Aurora’s Sunrise : le film d’animation qui fait revivre la mémoire d’Arshaluys Mardiganian

Written by on 26 avril 2023

Le film d’animation « Aurora’s Sunrise » (2022) signé par Inna Sahakyan, raconte l’histoire vertigineuse et qui jusqu’il y a peu semblait vouée à l’oubli, d’Aurora Mardiganian (née Arshaluys Mardiganian), rescapée du génocide des Arméniens de 1915. Un oubli d’autant plus surprenant que, exilée aux Etats Unis au début du 20ème siècle, Aurora Mardiganian connut une notoriété phénoménale en tant qu’actrice de son propre rôle dans la toute première œuvre cinématographique consacrée aux massacres des Arméniens de l’Empire ottoman. Basée sur son livre témoignage, « Ravished Armenia » (L’Arménie violée) qu’elle écrit avec l’aide du journaliste Harvey Gates, cette production hollywoodienne intitulée « Auction of Souls (1919) » (littéralement traduit par « âmes vendues aux enchères », le titre français étant « Le Martyr d’un peuple »), réalisée par Oscar Apfel, connait à sa sortie un succès inédit. Toutefois, pendant les décennies suivantes, la trace du film fut perdue en même temps qu’Aurora sombrait dans l’oubli. Ce n’est qu’après son décès en 1994 que quelques fragments (18 minutes seulement) de « Auction of Souls » sont miraculeusement retrouvés et que la diaspora arménienne redécouvre progressivement l’histoire d’Aurora.

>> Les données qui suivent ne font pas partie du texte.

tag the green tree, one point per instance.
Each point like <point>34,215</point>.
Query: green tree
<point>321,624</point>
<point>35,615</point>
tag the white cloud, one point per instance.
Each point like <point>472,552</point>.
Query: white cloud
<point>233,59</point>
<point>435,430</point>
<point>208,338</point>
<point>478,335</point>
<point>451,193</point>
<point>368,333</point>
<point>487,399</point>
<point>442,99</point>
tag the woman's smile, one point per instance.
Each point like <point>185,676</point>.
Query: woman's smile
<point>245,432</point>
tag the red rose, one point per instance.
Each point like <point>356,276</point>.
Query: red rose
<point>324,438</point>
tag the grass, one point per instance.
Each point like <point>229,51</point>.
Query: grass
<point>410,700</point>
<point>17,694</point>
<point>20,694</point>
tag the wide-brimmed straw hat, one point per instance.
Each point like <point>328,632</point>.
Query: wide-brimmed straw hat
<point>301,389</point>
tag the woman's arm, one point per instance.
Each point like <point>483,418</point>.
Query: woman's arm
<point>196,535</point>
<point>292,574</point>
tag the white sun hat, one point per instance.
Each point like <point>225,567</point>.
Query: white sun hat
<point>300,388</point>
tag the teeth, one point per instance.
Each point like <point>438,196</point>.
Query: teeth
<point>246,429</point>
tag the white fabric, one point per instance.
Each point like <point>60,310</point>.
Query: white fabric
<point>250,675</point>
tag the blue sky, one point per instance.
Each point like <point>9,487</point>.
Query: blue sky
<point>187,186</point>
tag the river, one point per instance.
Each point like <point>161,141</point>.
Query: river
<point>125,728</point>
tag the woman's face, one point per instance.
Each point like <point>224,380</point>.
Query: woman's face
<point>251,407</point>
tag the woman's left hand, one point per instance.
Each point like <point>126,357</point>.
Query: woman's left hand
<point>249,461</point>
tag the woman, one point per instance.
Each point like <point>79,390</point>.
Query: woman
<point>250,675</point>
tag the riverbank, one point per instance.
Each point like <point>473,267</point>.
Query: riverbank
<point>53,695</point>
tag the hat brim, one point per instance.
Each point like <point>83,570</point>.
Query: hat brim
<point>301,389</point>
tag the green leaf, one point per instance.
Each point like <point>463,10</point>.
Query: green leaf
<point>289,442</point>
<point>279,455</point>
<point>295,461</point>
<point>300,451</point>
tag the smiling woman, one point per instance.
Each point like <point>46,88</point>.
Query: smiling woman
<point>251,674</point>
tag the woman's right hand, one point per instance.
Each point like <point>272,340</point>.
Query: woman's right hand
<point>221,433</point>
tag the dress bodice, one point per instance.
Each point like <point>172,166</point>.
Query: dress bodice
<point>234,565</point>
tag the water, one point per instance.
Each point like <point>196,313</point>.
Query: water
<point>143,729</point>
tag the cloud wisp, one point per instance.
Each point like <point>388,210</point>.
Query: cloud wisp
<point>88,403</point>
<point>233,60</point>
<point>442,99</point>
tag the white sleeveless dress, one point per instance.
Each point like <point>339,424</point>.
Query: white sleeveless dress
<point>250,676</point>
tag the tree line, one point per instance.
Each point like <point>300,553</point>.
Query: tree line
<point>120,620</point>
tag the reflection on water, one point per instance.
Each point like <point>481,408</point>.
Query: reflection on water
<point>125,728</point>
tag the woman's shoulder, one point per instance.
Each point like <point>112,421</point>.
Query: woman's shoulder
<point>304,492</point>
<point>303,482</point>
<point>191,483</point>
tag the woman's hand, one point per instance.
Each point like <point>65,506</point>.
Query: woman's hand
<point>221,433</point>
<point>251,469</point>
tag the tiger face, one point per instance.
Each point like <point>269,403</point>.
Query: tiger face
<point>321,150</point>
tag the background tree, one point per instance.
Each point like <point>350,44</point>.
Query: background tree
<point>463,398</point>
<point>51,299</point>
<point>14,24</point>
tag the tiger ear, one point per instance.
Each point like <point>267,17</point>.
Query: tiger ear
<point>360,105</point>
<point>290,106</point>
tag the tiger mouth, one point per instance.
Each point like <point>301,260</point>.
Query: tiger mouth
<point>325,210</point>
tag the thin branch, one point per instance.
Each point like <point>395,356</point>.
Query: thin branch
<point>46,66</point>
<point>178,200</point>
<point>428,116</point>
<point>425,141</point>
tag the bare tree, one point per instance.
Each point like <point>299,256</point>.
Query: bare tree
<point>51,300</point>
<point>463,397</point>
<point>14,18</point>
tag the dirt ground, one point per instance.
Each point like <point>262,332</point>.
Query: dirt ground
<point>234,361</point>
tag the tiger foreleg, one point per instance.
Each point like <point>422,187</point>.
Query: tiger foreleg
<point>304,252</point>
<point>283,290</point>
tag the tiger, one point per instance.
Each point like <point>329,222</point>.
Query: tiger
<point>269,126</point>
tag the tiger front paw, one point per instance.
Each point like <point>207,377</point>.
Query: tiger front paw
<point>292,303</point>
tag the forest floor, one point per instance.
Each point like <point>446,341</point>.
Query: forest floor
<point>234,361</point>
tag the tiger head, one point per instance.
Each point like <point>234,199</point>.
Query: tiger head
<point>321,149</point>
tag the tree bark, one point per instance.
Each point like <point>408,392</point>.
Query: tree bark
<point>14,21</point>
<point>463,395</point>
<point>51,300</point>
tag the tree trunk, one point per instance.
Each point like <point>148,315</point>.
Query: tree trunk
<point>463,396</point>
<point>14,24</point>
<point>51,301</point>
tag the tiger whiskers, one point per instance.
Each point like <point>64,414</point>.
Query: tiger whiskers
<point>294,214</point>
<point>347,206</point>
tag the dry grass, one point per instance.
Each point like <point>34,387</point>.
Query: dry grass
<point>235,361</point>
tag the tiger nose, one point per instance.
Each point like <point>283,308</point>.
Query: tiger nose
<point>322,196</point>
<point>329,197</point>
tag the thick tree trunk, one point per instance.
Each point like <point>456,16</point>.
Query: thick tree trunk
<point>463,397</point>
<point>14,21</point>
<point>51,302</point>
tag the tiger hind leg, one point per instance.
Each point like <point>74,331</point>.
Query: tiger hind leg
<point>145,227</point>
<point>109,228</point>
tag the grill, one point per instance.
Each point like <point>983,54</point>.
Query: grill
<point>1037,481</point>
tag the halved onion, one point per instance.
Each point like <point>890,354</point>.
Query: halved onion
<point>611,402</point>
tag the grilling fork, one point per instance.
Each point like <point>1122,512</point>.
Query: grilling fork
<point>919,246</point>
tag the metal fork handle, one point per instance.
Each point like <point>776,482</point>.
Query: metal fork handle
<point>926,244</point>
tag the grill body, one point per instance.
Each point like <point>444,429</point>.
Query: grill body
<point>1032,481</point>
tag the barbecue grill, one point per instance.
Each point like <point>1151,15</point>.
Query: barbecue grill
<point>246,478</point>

Dans « Aurora’s Sunrise », Inna Sahakyan honore ainsi la mémoire d’Arshaluys Mardiganian et tisse avec harmonie le récit d’une vie dont, à l’image du film de 1919, il manque de nombreux bouts. Née en 1901 à Çemişgezek, (Arménie occidentale, actuellement en Turquie) dans une famille arménienne fortunée, Arshaluys n’a que 14 ans quand le pouvoir « Jeunes Turcs » alors à la tête de l’Empire ottoman, ordonne la déportation des Arméniens de l’Empire. C’est à travers les yeux et la voix de cette adolescente qui traverse l’horreur des marches de la mort, que le film conte l’histoire du premier génocide de l’époque moderne. Mêlant documents d’archives, extraits du film « Auction of Souls » ainsi que de trois rares interviews accordées par Aurora entre 1975 et 1986, « Aurora’s Sunrise » retrace depuis l’enfance insouciante de la jeune Arshaluys dans sa maison familiale, entourée de ses frères et sœurs, jusqu’aux étapes infernales de la machine génocidaire qui viendra détruire sa famille et son peuple. Violée, vendue aux enchères, réduite en esclavage, témoin de l’agonie de ses proches, Arshaluys trouve à chaque fois la force de s’enfuir, mue à la fois par l’espoir de retrouver son frère ainé qui vit aux Etats-Unis et par un besoin urgent de porter la parole du peuple arménien.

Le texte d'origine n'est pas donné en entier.